What kind of business to open can be one of the most important decisions you will make, but choosing how to raise finance for your new business will be just as important as the decision to dabble in entrepreneurship.
They are many, many ways to fund the purchase of a business, even a few ways you may not have considered.
Some new business owners have cash available in savings or securities to fund the purchase of the business, and often make the decision to use their reserve funds without looking at other options available to them.

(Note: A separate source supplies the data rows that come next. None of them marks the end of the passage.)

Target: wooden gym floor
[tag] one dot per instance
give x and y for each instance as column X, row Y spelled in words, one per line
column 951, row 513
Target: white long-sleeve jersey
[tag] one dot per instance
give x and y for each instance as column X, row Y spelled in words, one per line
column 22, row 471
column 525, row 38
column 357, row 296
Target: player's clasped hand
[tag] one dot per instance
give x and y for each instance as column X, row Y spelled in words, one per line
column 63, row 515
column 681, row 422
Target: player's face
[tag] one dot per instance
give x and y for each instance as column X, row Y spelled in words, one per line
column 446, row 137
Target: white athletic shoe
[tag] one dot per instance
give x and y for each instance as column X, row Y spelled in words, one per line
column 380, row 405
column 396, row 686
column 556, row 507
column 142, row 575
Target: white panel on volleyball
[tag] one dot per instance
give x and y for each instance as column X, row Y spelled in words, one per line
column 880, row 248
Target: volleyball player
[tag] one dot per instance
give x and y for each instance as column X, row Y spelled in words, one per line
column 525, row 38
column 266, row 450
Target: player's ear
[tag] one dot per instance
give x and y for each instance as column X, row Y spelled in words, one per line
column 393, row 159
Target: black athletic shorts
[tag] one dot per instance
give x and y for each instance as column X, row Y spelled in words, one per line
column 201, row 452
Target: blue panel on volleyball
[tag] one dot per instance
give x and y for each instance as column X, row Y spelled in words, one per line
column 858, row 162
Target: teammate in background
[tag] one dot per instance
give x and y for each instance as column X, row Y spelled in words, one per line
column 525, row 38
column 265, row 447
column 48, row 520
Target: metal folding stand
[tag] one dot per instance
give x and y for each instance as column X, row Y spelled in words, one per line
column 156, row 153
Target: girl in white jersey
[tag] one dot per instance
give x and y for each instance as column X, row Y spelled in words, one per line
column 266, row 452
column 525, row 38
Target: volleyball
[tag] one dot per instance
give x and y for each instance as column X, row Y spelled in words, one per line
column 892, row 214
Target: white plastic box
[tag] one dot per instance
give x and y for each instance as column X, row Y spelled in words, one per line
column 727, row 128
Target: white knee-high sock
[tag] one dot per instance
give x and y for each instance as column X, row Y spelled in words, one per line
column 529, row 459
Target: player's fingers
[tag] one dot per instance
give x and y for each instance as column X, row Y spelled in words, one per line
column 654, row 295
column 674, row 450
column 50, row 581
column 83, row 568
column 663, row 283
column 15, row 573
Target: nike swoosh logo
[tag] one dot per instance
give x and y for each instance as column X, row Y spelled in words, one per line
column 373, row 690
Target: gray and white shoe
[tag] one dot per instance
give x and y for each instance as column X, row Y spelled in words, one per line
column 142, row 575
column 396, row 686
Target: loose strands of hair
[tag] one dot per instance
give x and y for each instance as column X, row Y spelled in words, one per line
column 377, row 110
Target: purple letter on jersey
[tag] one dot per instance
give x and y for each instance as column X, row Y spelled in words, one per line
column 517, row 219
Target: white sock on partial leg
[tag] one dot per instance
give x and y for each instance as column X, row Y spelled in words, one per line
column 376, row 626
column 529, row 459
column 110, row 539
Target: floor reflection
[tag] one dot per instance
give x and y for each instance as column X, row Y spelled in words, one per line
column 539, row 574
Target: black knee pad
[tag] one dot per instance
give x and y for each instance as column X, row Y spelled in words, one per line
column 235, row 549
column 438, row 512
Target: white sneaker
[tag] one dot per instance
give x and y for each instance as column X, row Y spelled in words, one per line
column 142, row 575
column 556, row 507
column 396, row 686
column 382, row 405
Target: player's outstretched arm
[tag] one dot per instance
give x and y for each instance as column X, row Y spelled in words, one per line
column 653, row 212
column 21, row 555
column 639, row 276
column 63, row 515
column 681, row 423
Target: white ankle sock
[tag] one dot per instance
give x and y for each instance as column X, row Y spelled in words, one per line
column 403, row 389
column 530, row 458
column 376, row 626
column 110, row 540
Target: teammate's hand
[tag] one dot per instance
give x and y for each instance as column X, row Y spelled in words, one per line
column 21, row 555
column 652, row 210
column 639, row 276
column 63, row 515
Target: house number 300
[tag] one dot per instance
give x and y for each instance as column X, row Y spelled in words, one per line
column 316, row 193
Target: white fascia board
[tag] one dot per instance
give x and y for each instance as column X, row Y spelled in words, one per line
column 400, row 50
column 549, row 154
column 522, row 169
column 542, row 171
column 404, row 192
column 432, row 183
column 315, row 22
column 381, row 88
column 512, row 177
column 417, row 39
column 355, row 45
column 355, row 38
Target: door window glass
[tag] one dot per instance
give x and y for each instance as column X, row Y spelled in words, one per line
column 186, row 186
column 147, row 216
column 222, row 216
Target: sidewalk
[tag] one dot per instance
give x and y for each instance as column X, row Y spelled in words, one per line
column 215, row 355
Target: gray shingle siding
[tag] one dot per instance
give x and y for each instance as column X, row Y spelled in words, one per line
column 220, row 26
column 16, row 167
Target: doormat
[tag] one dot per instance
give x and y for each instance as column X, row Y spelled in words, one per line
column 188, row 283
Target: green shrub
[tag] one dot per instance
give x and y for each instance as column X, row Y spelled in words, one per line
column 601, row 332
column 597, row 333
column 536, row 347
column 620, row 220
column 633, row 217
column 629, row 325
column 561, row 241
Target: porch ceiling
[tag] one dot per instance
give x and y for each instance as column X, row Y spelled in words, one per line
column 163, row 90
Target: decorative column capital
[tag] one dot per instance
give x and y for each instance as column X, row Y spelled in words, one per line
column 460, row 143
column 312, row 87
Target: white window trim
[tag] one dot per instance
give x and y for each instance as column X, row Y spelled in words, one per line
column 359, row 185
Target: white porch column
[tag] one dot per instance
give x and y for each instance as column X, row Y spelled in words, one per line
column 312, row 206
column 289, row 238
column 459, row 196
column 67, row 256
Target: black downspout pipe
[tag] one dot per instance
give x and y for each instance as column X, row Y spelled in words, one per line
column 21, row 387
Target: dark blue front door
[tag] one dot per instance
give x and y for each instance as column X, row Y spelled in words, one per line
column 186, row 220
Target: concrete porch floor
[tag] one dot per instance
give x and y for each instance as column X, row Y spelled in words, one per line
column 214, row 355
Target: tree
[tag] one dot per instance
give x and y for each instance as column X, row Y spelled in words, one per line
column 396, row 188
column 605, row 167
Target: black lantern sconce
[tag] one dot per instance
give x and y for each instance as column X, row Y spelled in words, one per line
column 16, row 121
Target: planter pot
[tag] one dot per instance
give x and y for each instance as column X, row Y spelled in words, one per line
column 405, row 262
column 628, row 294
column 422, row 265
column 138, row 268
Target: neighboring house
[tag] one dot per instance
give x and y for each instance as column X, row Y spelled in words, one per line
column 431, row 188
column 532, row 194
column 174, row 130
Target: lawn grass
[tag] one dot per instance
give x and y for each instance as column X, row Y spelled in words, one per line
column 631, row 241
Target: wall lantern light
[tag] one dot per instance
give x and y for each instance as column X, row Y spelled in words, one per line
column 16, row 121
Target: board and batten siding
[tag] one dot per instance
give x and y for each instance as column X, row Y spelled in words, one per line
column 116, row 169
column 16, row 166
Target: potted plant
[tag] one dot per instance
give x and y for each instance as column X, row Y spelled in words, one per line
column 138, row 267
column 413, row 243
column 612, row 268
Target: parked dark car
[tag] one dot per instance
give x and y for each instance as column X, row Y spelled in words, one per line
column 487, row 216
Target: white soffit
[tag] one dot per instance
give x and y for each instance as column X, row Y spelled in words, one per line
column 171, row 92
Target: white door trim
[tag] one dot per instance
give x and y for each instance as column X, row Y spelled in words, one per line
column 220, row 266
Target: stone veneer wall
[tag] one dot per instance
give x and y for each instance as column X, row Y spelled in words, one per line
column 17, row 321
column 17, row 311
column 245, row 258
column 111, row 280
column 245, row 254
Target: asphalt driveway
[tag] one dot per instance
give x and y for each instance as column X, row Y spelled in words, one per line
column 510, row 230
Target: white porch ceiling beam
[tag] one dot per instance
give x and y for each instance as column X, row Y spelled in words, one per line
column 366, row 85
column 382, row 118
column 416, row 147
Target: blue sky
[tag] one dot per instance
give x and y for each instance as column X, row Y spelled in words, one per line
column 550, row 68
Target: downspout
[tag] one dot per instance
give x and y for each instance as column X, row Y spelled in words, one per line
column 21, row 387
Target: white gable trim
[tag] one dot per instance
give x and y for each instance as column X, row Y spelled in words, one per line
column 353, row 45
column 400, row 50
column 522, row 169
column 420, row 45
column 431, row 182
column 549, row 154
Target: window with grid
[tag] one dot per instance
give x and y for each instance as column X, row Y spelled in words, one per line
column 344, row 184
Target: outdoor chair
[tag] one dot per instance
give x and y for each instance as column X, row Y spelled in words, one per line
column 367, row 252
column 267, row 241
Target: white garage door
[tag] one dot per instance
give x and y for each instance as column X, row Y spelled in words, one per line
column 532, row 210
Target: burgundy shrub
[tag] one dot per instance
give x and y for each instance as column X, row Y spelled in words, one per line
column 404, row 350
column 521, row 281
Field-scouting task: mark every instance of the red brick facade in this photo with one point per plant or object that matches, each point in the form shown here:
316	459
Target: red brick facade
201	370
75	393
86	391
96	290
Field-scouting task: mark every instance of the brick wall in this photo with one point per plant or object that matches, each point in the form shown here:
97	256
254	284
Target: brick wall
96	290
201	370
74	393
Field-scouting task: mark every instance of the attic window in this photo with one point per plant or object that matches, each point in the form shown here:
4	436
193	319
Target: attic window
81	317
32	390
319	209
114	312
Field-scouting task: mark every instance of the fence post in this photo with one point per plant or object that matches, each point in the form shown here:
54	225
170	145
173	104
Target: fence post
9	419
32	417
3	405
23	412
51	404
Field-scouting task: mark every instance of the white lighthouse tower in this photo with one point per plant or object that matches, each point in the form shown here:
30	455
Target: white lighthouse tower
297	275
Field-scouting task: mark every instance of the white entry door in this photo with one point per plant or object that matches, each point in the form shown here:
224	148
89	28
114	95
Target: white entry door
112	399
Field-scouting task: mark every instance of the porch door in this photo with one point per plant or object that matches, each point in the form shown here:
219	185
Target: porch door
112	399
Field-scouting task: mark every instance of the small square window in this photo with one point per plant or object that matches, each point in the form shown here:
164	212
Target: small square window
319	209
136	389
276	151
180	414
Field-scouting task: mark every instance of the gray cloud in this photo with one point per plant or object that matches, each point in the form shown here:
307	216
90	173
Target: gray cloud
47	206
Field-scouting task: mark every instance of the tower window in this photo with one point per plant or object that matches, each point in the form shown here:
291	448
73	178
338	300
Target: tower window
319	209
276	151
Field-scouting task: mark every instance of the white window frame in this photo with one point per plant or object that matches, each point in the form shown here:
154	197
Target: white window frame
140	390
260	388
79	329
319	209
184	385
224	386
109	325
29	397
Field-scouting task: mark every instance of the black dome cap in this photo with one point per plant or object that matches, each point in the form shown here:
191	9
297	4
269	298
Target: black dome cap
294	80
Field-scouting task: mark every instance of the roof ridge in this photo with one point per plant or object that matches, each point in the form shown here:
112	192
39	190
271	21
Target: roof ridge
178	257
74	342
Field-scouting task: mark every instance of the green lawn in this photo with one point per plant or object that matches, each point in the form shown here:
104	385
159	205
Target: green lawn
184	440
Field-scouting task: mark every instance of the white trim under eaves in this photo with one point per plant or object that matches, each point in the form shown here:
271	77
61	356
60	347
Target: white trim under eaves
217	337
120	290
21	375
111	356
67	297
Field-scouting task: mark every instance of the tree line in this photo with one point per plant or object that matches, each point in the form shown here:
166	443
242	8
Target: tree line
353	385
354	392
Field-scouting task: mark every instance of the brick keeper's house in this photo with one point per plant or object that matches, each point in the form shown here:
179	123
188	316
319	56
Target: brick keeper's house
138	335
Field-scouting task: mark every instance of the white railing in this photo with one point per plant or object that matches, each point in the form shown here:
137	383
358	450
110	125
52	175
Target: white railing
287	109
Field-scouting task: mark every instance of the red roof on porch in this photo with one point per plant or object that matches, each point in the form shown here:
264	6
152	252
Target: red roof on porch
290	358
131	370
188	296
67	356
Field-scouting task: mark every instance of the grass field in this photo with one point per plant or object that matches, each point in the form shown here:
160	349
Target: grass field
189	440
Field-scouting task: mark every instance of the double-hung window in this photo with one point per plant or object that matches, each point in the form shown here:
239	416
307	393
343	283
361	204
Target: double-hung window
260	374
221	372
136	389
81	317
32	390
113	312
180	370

A Home Equity Line of Credit (HELOC) allows home owners to use the equity in their home to qualify for a sizable line of credit secured against their home. Business owners need to understand that the funds borrowed are subject to a fluctuating interest rate, as well as the possibility that if they are unable to pay back the funds they have borrowed the lender can go after the home to recover their funds.
Most HELOCs have the option of paying interest only for a fixed period, and give the home owner 25 or more years to pay back the loan. Some lenders also offer the option to lock in a fixed rate on the borrowed funds and pay back the Line of Credit the regular monthly payments.
There are small business associations who will extend credit to small business owners. Entrepreneurs usually need about 25% of the price of the business down to borrow the rest of the funds.
Usually the borrower requires an excellent credit history and must prove their ability to repay the loan. Lender often requires some sort of collateral. Typically they have a higher interest rate than the HELOC and have shorter repayment terms, making payments higher during the startup period of the business when cash reserves may be at a minimum.
Unsecured borrowing or, signature loans, make sense for some business owners. While these lenders have higher setup and interest rates, they do not normally require collateral, and are quicker to set up.
Which form of funding is best for you is something every person who wishes to open their own business needs to weigh carefully. Whether you chose to dip into your retirement fund, or emergency savings or take out a loan is an intensely personal decision and should be discussed with your lawyer as well as your accountant before making the final decision.